1887

Abstract

Summary

The study assesses groundwater quality using the Health Risk Weighting Model (HRWM) and compares it with traditional methods: the Importance Scale Weighting Model (ISWM) and the Entropy Weighting Model (EWM). The main objective is to determine the most reliable method for evaluating groundwater quality and associated health risks. Based on the collected data, the Water Quality Index (WQI) was calculated using three methods: ISWM, which relies on expert assessments and may be subjective; EWM, which considers the statistical variability of pollutant concentrations; and HRWM, which incorporates toxicological indicators such as the reference dose (RfD) and carcinogenic coefficient (CIC). The results showed that HRWM identified manganese, sulfates, and iron as the most hazardous pollutants, assigning them the highest weighting coefficients.
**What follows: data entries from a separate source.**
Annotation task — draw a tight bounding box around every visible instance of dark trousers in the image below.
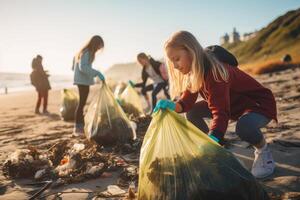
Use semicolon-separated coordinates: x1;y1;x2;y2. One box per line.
142;82;170;109
35;90;48;111
75;85;90;124
186;101;271;145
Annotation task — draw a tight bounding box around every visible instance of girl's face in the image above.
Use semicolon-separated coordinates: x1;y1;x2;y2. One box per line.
166;47;193;74
138;58;149;66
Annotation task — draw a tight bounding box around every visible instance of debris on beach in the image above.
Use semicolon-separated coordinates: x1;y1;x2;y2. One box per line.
2;117;151;191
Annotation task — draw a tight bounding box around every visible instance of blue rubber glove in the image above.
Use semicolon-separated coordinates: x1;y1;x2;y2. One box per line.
208;134;220;143
116;98;121;105
128;80;135;87
153;99;176;112
208;130;225;145
97;71;105;81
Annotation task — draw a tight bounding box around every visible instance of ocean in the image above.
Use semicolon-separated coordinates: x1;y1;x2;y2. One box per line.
0;72;73;95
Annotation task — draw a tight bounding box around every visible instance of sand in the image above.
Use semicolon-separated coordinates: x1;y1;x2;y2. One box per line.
0;69;300;199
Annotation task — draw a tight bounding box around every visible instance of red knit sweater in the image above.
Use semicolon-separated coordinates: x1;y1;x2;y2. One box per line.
179;64;277;133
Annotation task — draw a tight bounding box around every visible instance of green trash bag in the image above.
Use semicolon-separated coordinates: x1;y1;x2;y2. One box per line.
59;89;79;121
84;83;136;146
138;110;269;200
114;82;127;99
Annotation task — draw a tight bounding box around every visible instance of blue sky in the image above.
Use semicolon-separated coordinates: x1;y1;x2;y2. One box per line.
0;0;300;74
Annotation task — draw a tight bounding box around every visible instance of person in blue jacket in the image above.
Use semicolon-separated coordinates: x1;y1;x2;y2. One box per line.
73;35;105;136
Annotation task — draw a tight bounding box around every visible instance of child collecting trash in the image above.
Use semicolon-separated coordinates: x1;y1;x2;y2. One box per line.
154;31;277;178
73;35;105;136
129;53;170;111
30;55;51;114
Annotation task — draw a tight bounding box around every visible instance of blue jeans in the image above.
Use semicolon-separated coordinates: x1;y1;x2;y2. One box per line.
186;101;271;145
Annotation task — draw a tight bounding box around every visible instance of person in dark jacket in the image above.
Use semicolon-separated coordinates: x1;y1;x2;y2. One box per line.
130;53;170;110
30;55;51;114
154;31;277;178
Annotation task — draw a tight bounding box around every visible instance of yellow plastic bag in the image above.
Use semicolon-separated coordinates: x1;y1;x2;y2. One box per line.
59;89;79;121
84;83;136;146
119;84;144;117
138;110;269;200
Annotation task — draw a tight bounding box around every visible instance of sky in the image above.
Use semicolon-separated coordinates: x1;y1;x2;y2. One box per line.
0;0;300;74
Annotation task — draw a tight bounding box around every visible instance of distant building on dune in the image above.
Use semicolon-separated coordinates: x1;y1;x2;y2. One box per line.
220;28;257;45
229;28;240;43
220;33;229;44
241;31;257;41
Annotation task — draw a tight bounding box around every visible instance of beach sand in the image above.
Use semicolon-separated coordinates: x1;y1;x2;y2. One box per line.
0;69;300;199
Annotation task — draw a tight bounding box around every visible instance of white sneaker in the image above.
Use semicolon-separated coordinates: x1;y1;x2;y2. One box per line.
251;144;275;178
73;124;84;137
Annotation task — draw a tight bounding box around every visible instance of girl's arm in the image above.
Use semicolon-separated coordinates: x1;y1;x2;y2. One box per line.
206;75;230;137
79;52;99;77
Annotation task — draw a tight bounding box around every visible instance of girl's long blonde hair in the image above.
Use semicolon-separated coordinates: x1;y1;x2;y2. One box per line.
164;31;229;98
76;35;104;63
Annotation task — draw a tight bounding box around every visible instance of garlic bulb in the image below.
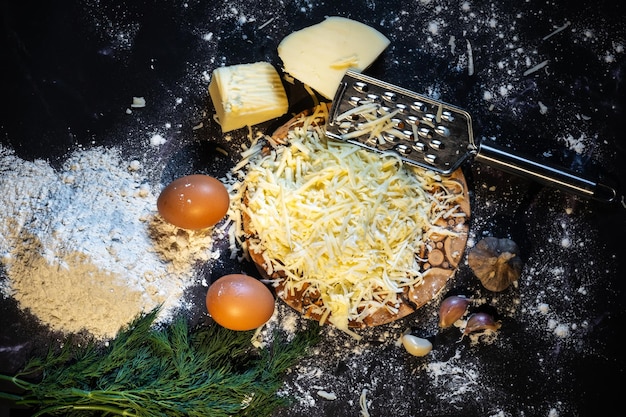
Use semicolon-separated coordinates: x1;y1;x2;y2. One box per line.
401;334;433;356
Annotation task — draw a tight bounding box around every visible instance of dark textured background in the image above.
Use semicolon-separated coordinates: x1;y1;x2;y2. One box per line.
0;0;626;416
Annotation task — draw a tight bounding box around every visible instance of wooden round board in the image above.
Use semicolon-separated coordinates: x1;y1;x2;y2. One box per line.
243;106;470;328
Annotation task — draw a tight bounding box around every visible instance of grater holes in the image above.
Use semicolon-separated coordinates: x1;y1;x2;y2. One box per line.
417;127;433;139
441;110;454;122
424;153;437;164
435;125;450;136
404;114;420;126
429;139;444;150
411;142;426;152
352;81;370;93
411;101;426;113
394;143;411;156
382;91;398;102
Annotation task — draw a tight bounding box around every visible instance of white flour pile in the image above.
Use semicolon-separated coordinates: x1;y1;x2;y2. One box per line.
0;147;219;338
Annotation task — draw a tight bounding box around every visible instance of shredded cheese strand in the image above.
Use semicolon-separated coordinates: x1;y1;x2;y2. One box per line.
242;106;458;338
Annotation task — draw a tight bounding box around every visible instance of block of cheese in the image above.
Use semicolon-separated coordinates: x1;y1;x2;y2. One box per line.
209;62;289;132
278;16;390;99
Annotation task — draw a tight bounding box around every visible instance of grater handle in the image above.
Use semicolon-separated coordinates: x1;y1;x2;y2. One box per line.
474;143;617;202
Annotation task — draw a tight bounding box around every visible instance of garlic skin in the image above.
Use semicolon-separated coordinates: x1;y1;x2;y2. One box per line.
463;313;501;336
401;334;433;356
439;295;470;329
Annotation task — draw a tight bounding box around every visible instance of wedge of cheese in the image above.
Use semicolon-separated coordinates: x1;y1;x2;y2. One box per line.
209;62;289;132
278;16;390;99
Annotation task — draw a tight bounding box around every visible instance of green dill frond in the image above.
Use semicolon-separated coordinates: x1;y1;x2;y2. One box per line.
0;309;319;417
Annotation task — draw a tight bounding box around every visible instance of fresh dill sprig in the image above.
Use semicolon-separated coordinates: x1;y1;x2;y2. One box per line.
0;309;319;417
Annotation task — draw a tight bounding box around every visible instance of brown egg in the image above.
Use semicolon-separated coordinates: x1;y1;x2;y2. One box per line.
206;274;274;330
157;174;230;230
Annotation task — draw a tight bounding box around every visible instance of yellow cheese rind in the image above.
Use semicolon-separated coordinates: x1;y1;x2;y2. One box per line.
278;16;390;99
209;62;289;132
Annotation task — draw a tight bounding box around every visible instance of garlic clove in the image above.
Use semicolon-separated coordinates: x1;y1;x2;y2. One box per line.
463;312;500;336
439;295;470;329
401;334;433;356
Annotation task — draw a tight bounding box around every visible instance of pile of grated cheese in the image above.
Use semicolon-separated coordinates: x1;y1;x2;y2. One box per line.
236;104;459;332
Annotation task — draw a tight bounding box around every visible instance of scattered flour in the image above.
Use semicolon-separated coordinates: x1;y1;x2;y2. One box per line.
0;147;219;338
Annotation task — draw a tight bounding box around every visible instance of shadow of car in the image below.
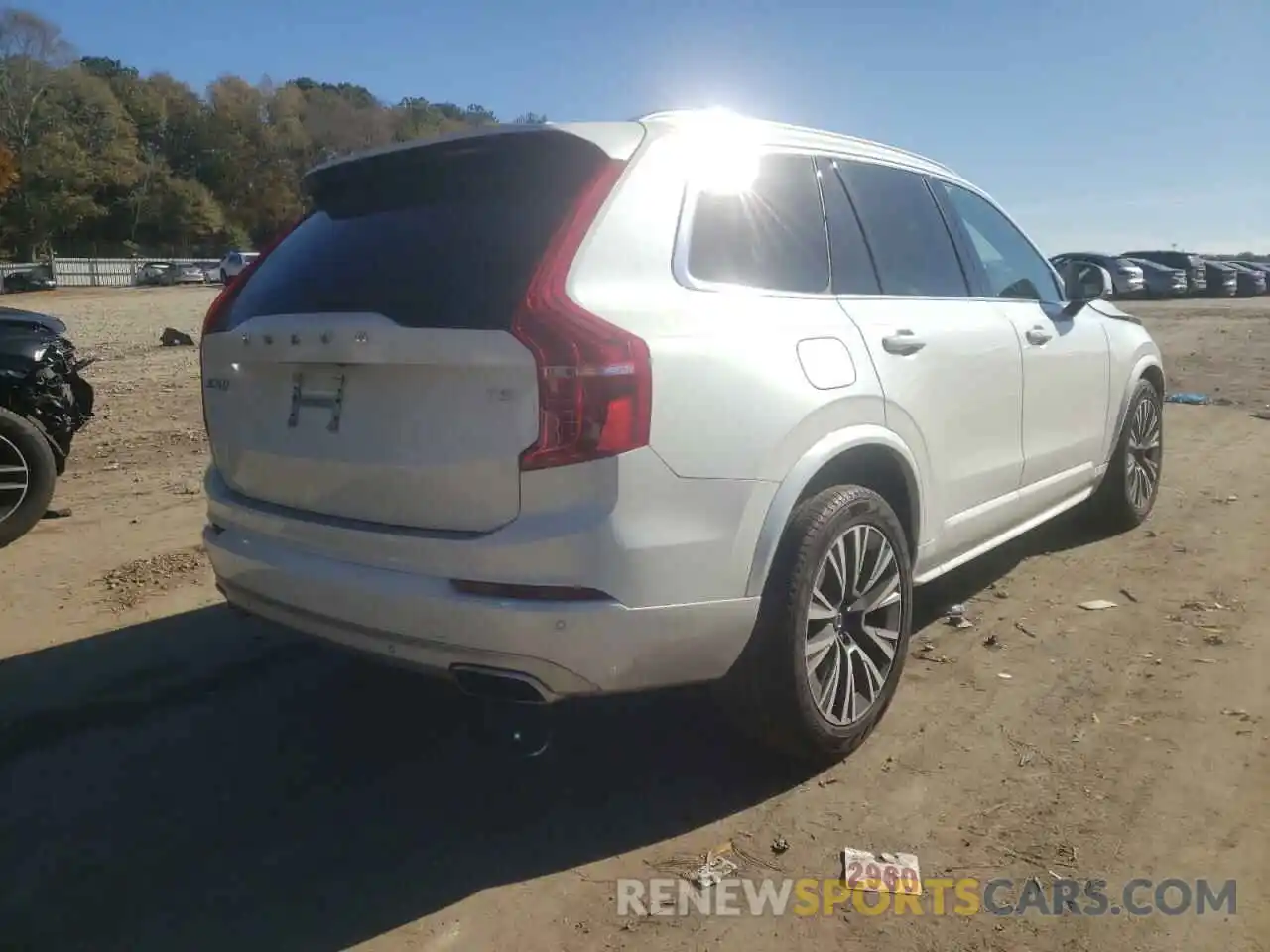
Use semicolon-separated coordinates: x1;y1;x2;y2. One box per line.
0;502;1132;952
The highest levels of contamination and health risks were observed in wells N82 and N62, whereas well N63 exhibited the best water quality indicators. The WQI values varied significantly depending on the assessment method, with HRWM yielding the most critical results. The study confirmed that HRWM provides a more accurate risk assessment by considering the actual toxicological impact of pollutants, whereas traditional methods such as ISWM and EWM may underestimate hazards, particularly for highly toxic substances present in low concentrations.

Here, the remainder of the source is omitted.